Ultimately, it boils down to the consultative approach to selling - and extending it to a conference scenario. You're there to problem solve, first and foremost, not preach to the choir or win the admiration of someone you can't ultimately help.

Strategy #4. Keep tight schedules.

SalesLoft did an excellent debriefing of their (much more successful) strategy to schedule meetings with prospects at the conference. While we didn't match their numbers, we did find the strategy beneficial.

save the millennials

Using Calendly, we sent out a series of marketing emails to Dreamforce attendees, requesting that they sign up for a 15 minute in-person meeting at our booth. With relatively minimal effort and forethought behind this strategy (a last-minute add-on the week before the conference), we got dozens of meetings set before the conference even started. 

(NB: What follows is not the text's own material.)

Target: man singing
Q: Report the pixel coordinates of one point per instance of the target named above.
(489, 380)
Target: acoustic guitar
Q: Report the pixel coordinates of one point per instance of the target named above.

Strategy #5. Be More Mobile.

This year, we divvied up presentations and breakout sessions for each sales team member to attend.

Dreamforce

It's also much easier to build ongoing business relationships away from the booth, where the hustle and bustle of meeting prospects trumps all.

The biggest benefit of these sessions: an opportunity to get easy, one-on-one conversations with targeted prospects who had likely odds of qualification. 

Better Strategies. Better ROI.

Just three weeks removed from the conference, we've already closed several deals that originated from #DF15 and achieved a net positive ROI on our investment. The key with committing to a conference like Dreamforce, with any sales and marketing team, is to go big or go home. 

The 5 tactics we employed at #DF15 were hardly cutting-edge new initiatives, each had been deployed successfully by another Dreamforce vendor in previous years. All we did was make them our own and put the budgeting and manpower resources behind them to make them a success.